Outra razão para a ausência de envolvimento emocional é o protagonismo do doutor Faraday, um personagem extremamente racional, introspectivo, impassível e de modos muito controlados (à exceção de uma cena de descontrole emocional no terceiro ato). Domhnall Gleeson entrega uma performance compatível às indicações do roteiro e do direção, preciso na evocação do autocontrole do homem devido à postura ereta e ao semblante neutro de sentimentos acalorados. Por outro lado, a criação de um protagonista nesses moldes afeta negativamente a dimensão dramática do filme. Na composição do personagem, é possível notar sua inserção gradual na casa assumindo responsabilidades e se oferecendo para cuidar genuinamente dos Ayres em função da relação que se estabelece com Caroline, porém sempre ficam superficiais suas recordações e reflexões sobre o poder da casa sobre ele desde a infância.

O elemento que se mantém imune às falhas de roteiro e de ritmo é o estilo visual, tanto do design de produção quanto da fotografia. A casa é mostrada no presente sob algumas ruínas provocadas pela passagem do tempo, algo acentuado com o avanço do filme e com as tragédias ocorridas – exemplificadas pelas cores desgastadas nas tapeçarias e pelo caráter abandonado de aposentos empoeirados. A iluminação é outro ponto forte para a ambientação do declínio da família, já que as cenas internas são filmadas constantemente sob uma forte escuridão, enquanto as cenas externas ganham filtros de luz melancólicos.

Nos minutos finais, a abordagem do sobrenatural também revela a superficialidade, a insuficiência e o distanciamento de realizadores que pouco valorizam esse aspecto misterioso. O filme apenas insinua esteticamente a tal presença do título em breves momentos em que a câmera assume o ponto de vista de algo fora do quadro ou enquadra um espaço aparentemente vazio – nesses poucos momentos, enfim os personagens parecem sofrer a interferência de uma força desconhecida; encadeia diálogos expositivos para tentar justificar o enlouquecimento pelo qual passaram os Ayres; e carece de maiores informações para situar a existência de um espírito e o suposto conhecimento de Mrs. Ayres de quem seria essa ameaça.
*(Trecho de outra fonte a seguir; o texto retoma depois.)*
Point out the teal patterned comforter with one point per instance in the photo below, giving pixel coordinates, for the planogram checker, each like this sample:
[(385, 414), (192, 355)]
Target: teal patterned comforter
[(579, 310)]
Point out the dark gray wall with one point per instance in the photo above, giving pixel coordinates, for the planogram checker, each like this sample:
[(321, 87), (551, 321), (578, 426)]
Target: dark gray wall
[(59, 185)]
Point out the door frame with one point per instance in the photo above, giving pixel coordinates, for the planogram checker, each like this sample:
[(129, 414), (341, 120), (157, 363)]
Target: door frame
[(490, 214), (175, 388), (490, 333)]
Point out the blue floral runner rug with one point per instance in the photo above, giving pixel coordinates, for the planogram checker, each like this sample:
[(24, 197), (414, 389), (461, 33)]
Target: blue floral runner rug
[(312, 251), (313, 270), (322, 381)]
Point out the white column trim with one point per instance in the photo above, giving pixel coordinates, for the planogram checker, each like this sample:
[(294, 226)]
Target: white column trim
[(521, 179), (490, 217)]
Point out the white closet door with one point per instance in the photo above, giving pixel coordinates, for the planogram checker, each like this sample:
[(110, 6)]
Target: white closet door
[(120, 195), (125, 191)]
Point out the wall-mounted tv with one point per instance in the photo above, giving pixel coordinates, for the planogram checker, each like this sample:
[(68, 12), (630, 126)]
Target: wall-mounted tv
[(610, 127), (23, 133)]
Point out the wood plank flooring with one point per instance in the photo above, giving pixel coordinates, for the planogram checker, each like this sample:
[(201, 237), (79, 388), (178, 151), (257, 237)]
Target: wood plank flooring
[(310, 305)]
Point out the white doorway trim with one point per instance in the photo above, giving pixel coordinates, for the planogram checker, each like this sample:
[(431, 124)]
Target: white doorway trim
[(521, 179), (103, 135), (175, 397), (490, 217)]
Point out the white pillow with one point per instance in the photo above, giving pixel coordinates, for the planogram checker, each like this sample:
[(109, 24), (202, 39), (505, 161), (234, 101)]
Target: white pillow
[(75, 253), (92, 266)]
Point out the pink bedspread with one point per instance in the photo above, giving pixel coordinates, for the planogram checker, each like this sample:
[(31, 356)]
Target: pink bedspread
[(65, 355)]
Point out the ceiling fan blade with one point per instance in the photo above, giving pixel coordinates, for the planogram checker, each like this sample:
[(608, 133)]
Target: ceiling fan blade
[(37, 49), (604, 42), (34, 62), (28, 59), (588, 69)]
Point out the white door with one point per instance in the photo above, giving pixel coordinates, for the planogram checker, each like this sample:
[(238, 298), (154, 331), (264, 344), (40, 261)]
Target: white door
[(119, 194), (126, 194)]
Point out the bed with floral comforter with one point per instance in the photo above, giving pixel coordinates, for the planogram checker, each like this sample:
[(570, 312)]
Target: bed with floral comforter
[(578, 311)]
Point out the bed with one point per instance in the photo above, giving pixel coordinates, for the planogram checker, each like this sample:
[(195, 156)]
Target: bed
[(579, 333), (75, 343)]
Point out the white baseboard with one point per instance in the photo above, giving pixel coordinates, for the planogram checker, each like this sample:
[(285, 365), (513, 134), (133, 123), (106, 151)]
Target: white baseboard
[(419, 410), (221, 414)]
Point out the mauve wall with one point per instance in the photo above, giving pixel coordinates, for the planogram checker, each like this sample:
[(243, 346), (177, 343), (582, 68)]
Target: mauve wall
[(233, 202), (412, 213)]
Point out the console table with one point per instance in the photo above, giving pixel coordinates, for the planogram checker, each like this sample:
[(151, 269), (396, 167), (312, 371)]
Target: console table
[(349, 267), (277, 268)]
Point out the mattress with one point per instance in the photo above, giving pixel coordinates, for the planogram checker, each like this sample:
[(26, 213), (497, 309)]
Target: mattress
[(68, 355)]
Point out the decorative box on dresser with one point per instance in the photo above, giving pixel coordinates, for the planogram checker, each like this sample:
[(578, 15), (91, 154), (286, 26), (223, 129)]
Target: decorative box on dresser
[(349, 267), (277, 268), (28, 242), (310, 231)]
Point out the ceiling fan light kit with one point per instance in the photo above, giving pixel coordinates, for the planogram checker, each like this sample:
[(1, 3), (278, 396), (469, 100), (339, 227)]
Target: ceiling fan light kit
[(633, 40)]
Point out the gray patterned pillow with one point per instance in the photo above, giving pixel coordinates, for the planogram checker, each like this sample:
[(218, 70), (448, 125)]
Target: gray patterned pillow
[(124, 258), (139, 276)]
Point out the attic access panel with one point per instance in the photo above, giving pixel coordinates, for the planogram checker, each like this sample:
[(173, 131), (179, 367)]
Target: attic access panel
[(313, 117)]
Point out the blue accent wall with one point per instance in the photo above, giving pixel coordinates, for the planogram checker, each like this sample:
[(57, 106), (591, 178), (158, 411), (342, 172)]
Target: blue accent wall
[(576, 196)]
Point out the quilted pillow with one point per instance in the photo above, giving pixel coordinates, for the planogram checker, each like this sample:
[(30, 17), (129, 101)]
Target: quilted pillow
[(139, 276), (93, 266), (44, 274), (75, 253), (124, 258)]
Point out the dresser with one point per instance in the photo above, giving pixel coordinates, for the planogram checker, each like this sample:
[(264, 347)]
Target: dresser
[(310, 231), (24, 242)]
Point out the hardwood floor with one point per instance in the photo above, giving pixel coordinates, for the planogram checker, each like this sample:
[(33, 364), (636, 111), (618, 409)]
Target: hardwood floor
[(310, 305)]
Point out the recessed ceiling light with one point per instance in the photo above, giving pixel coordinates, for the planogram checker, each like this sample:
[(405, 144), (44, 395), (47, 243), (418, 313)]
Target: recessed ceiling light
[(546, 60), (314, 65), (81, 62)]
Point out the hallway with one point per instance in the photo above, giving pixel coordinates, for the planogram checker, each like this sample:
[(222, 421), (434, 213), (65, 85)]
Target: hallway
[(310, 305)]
Caso as qualidades estéticas do design de produção e da fotografia fossem acompanhadas por méritos narrativos de outras ordens, “Estranha Presença” poderia se tornar um drama com pitadas sobrenaturais de boa atmosfera. Por conta do frustrante trabalho executado por Lenny Abrahamson, do roteiro repleto de lacunas mal trabalhadas e de atuações decepcionantes, a única estranheza possível de ser notada é a fragilidade de uma obra com nomes importantes reunidos.